Até o fim de 2014, 50 unidades serão inauguradas, algumas com nível superior.
Cada região fluminense tem sua peculiaridade e segue sua própria vocação na economia. Respeitando as características de cada local, a Fundação de Apoio à Escola Técnica do Estado do Rio de Janeiro (Faetec), vinculada à Secretaria de Ciência e Tecnologia, leva qualificação de mão de obra a todas as regiões do estado por meio dos Centros Vocacionais Tecnológicos (CVTs). Hoje, cerca de 60 mil vagas por ano são oferecidas nas 35 unidades já existentes, entre cursos de Formação Inicial e Continuada (qualificação profissional) e os cursos técnicos também, oferecidos em 12 unidades. Esses números aumentarão até 2014, quando mais 15 centros vocacionais serão inaugurados no Rio, a partir de um investimento de R$ 50 milhões.

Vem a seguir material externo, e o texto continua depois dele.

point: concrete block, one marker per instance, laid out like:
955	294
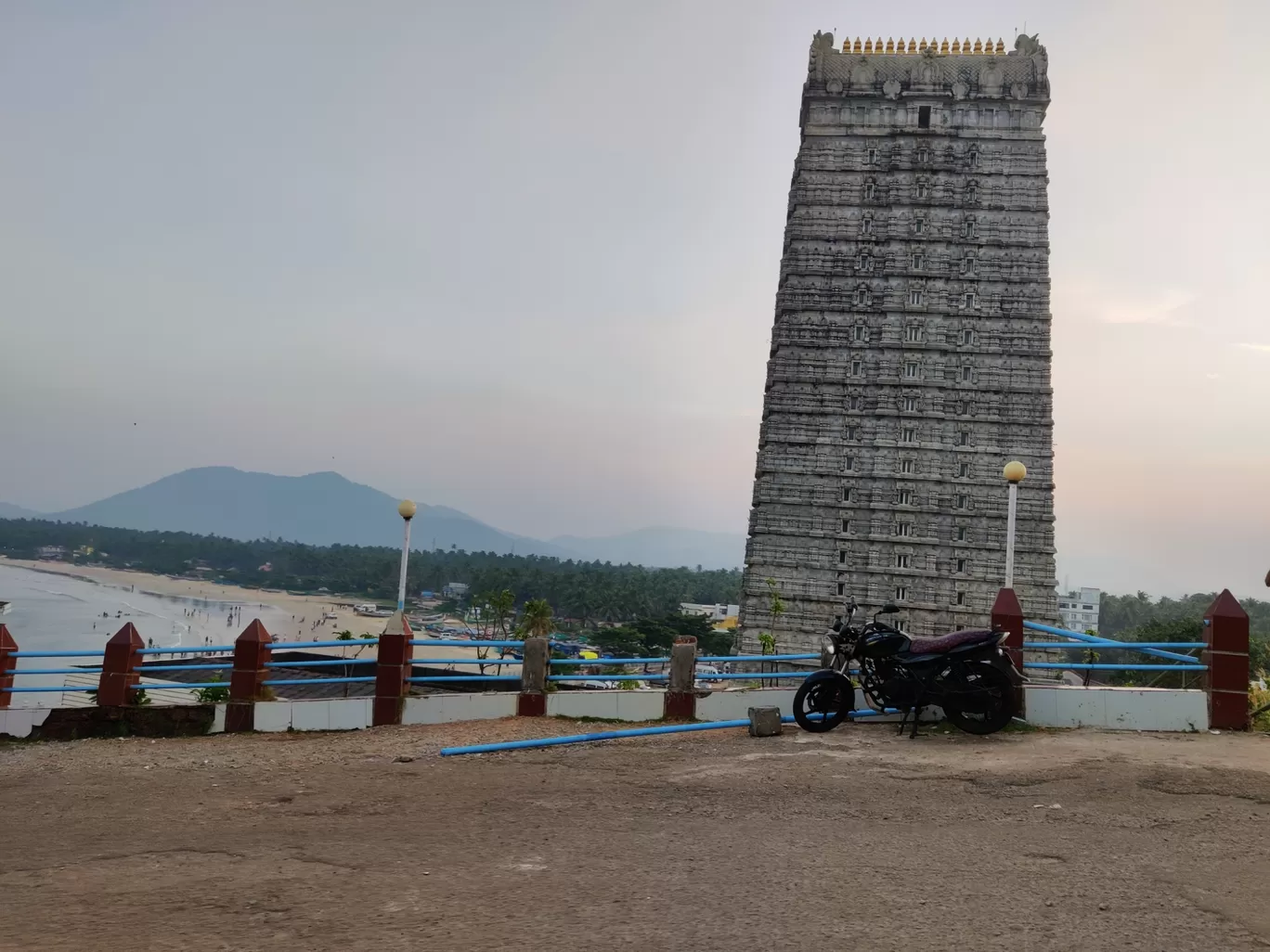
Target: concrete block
16	723
272	714
307	716
641	704
765	721
734	704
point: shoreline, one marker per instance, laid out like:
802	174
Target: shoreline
196	589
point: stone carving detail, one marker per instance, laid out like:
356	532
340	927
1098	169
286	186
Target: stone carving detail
862	75
991	79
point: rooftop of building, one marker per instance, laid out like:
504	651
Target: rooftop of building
914	47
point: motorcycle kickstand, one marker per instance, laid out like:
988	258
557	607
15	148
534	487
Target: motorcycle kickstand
917	716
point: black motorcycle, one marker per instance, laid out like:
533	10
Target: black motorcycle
966	673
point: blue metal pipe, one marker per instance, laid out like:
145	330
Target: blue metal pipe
711	659
616	735
1118	666
338	642
20	690
608	676
465	642
608	661
1107	642
180	666
1110	646
58	670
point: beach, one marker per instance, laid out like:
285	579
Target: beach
178	612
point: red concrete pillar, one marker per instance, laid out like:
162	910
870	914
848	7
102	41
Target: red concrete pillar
1007	616
120	679
680	699
7	664
252	651
535	670
1225	632
392	669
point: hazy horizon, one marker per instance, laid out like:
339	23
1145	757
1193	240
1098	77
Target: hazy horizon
521	259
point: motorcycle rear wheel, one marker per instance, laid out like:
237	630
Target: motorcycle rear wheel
820	706
996	709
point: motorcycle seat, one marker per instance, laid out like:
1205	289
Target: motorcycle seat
944	644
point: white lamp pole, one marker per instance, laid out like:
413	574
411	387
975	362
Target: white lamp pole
1014	472
407	510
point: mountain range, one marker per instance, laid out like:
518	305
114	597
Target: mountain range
324	508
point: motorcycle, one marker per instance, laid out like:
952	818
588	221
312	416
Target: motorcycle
965	673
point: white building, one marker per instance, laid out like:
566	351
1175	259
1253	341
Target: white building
715	613
1080	610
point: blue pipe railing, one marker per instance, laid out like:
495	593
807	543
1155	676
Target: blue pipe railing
1096	641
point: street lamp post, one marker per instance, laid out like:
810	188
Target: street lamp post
407	510
1014	472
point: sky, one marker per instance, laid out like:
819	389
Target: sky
521	259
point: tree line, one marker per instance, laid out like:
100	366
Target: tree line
584	592
1139	617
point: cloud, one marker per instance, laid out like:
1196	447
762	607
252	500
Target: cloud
1160	307
1111	305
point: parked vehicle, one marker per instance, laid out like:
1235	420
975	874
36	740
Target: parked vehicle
966	673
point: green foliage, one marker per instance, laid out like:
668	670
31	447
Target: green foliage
1128	616
652	637
536	618
584	592
213	696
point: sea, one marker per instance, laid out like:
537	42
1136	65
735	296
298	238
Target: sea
62	613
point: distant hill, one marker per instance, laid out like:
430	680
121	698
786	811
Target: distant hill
663	546
324	509
320	509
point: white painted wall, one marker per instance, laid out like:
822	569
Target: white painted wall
616	704
18	721
1118	709
445	709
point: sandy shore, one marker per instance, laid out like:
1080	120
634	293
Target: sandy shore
307	607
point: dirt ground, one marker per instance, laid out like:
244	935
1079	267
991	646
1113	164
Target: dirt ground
714	841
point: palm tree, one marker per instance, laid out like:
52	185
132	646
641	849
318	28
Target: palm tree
536	620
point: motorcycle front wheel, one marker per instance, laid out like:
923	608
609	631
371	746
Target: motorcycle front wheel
822	704
987	700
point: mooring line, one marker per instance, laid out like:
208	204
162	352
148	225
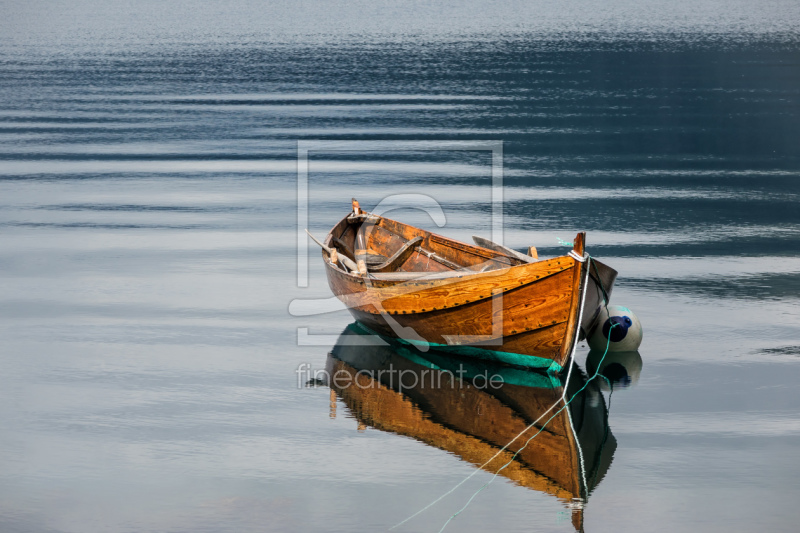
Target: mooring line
530	439
532	424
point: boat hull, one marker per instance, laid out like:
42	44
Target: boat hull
463	299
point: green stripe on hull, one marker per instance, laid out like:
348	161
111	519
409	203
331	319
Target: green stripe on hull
494	356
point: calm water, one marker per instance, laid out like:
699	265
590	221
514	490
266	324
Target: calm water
149	260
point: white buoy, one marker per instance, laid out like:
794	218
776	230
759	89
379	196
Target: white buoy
621	325
621	369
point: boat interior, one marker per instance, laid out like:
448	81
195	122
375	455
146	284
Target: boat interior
363	243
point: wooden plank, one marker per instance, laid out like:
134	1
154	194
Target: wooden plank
577	279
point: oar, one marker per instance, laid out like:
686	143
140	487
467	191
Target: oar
486	243
346	261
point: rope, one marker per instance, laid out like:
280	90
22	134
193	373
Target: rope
608	343
532	424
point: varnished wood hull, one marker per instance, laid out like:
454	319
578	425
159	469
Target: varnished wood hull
525	314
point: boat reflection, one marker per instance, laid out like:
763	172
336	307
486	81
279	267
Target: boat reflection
472	411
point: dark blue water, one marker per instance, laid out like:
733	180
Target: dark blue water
151	313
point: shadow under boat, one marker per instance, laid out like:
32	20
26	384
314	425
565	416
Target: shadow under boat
474	410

– O objetivo da secretaria é expandir o modelo dos CVTs até suprir todas as localidades onde ainda exista carência de mão de obra em determinado setor da economia. Devemos chegar a 50, em 2014, conforme orientação do governador. Mas esse número pode ser ultrapassado à medida que a formação profissionalizante se consolide como a maneira para vencer o desemprego e melhorar a renda das pessoas – disse o secretário de Ciência e Tecnologia, Gustavo Tutuca.

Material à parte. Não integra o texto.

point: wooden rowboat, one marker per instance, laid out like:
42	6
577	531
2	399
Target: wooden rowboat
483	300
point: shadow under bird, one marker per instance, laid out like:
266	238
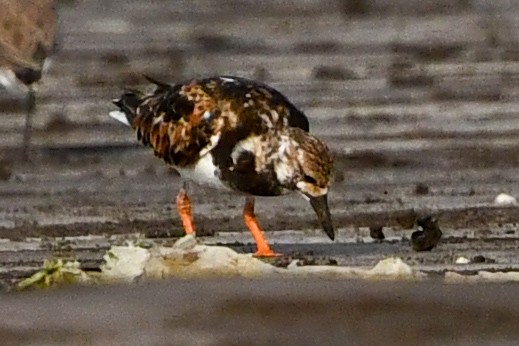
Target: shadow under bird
234	134
28	31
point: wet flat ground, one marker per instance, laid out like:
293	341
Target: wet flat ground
418	101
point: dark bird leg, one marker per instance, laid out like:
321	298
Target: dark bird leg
263	248
184	210
27	133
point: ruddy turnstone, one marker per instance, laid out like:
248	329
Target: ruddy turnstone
236	134
27	36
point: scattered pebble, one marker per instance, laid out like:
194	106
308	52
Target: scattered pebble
462	260
376	233
421	189
504	199
429	237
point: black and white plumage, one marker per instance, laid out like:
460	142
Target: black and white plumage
233	133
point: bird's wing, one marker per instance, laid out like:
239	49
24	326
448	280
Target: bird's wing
186	121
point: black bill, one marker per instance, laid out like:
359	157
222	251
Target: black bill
320	205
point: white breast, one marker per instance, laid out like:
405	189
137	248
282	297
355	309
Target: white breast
203	173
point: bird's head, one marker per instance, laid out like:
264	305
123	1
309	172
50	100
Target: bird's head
314	175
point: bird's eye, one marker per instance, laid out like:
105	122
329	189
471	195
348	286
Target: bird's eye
309	179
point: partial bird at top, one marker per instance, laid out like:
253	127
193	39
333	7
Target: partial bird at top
235	134
27	37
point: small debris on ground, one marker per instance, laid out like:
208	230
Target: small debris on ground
462	260
375	232
421	189
504	199
429	237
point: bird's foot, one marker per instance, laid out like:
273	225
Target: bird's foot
266	253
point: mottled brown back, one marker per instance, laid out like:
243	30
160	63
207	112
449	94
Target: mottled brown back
179	121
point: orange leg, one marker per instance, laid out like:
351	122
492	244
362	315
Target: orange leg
264	249
184	211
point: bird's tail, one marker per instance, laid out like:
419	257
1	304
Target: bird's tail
127	104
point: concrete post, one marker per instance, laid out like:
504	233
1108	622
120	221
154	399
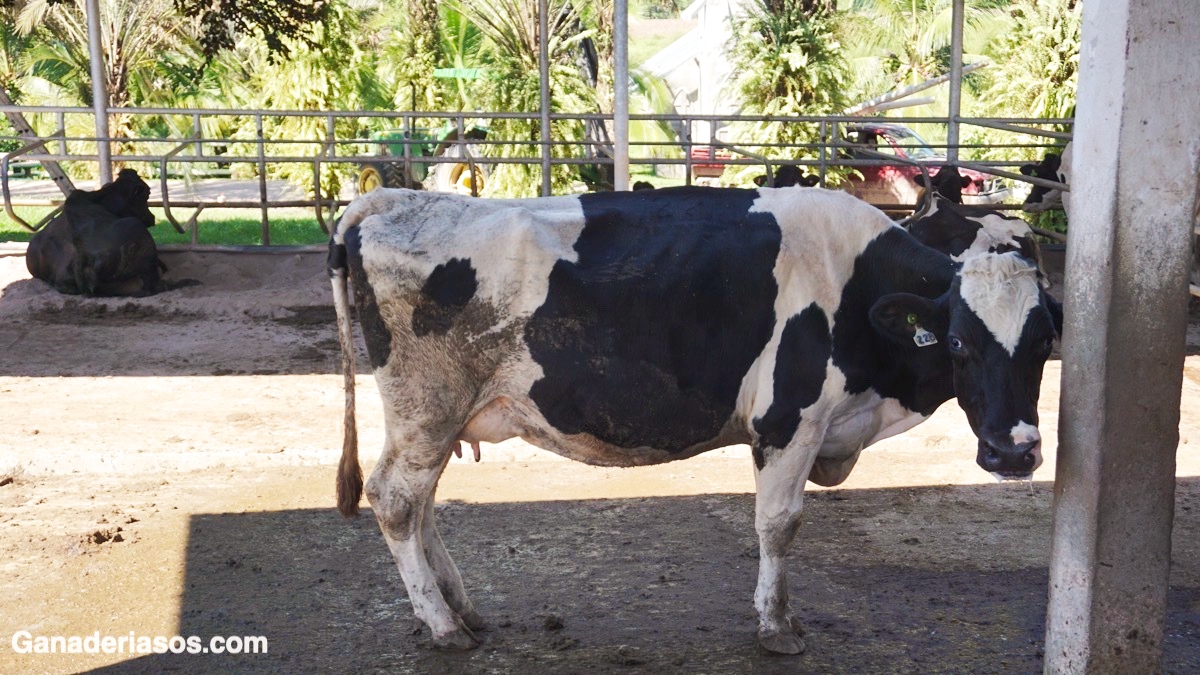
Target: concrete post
544	76
1128	256
952	129
99	91
621	96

Além dos cursos de Formação Inicial e Continuada e técnicos, a Faetec prevê oferecer cursos tecnológicos (que equivalem a uma graduação e capacitam tecnólogos), que serão oferecidas em 30% das unidades inicialmente. Os CVTs existentes estão localizados em comunidades pacificadas, em bairros cariocas, em cidades da Região Metropolitana, Região dos Lagos, no sul e no norte do Estado ou onde mais for identificada a necessidade de formação de mão de obra. Essas escolas oferecem cursos profissionalizantes com duração de 10 a 20 semanas enquanto os técnicos têm duração de um ano e meio.
A oferta de cursos é muito variada, podendo ser de Caldeireiro (oferecido em uma das unidades de Campos dos Goytacazes), de Costureiro (oferecido no Engenho Novo) ou mesmo Aplicador de Revestimento Cerâmico (disponível em Magé). Os cursos visam a atender às necessidades locais identificadas pela Faetec e que definem a natureza dos cursos.
Um modelo de sucesso
– Os CVTs são um modelo de sucesso. É um orgulho ver nascer uma unidade dentro de uma comunidade e perceber que a população está colhendo os frutos dessa ação. O Estado cumpre seu papel ao promover a qualificação profissional da população – afirmou o presidente da Faetec, Celso Pansera.
O projeto existe desde 2007 e custou até o momento R$60 milhões (R$ 40 milhões oriundos do Governo do Estado e mais R$ 20 milhões liberados pelo Ministério da Ciência e Tecnologia). Para construção das novas unidades serão investidos mais R$50 milhões.
Os novos CVTs usarão a tecnologia de módulos metálicos. A intenção da Faetec é criar ambientes para maior rendimento dos alunos e permitir aos professores ter melhor aproveitamento das atividades pedagógicas. O uso dessa tecnologia permite melhor emprego da luz natural e refrigeração do ambiente, com áreas de ventilação e prismas internos.
Segundo o coordenador dos projetos CVTs, Antônio Reis, a implantação de centros como esses, com modernos laboratórios e Oficinas de Desenvolvimento Científico e Tecnológico, atenderão a urgente necessidade de profissionalização de mão de obra local, resgatando a qualidade de vida e promovendo a oferta de novas oportunidades para sua população, principalmente a jovem.
– As exigências cada vez maiores impostas pelos avanços tecnológicos nos diversos segmentos econômicos, em acordo com as demandas do mundo moderno, impõem um processo de revisão e constante aquisição de novos conhecimentos, levando à necessidade de formação de um profissional mais dinâmico e criativo – disse Reis.